The problem is defined as follows: given a stream of edges of an $n$-node graph $G$, estimate the value of the maximum cut in $G$.

**Question:** Is there an algorithm with an approximation factor strictly better than $1/2$ that uses $o(n)$ space?

**Background:** Note that $1/2$ is achievable using random assignment
argument. Moreover, using sparsification arguments [Trevisan-09,AhnG-09], one can
obtain a better approximation ratio using $O(n \operatorname{polylog} n)$ space.
Woodruff and Bhattacharyya (private communication) noted that
subsampling $O(n/\epsilon^2)$ edges gives, with high probability, an
$\epsilon$-additive approximation for all cuts, and thus
$1+\epsilon$ multiplicative approximation for MAX-CUT.

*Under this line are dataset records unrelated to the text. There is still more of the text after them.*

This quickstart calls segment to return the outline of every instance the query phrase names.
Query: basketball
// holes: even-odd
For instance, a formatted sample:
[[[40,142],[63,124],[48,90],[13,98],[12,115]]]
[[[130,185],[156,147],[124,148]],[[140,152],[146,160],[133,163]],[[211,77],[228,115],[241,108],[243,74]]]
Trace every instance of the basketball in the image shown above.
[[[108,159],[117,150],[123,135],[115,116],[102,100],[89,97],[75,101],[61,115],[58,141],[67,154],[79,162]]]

**Question:** What about general constraint satisfaction problems with fixed clause-length and alphabet-size? In this case it is even not known how to obtain $O(n \operatorname{polylog} n)$ space bound.

## Updates

The progress on the MAX-CUT problem in the streaming setting:

- Estimating the maximum cut to within a factor of $(1-\varepsilon)$ requires $n^{1-O(\varepsilon)}$ space [KapralovKS-15,KoganK-15].
- There exists a constant $\varepsilon_*>0$ such that obtaining a $(1-\varepsilon_*)$ approximation to MAX-CUT requires $\Omega(n)$ space [KapralovKSV-17].
- In random-order streams, $\Omega(\sqrt{n})$ space is needed to obtain a better than $1/2$ approximation [KapralovKS-15].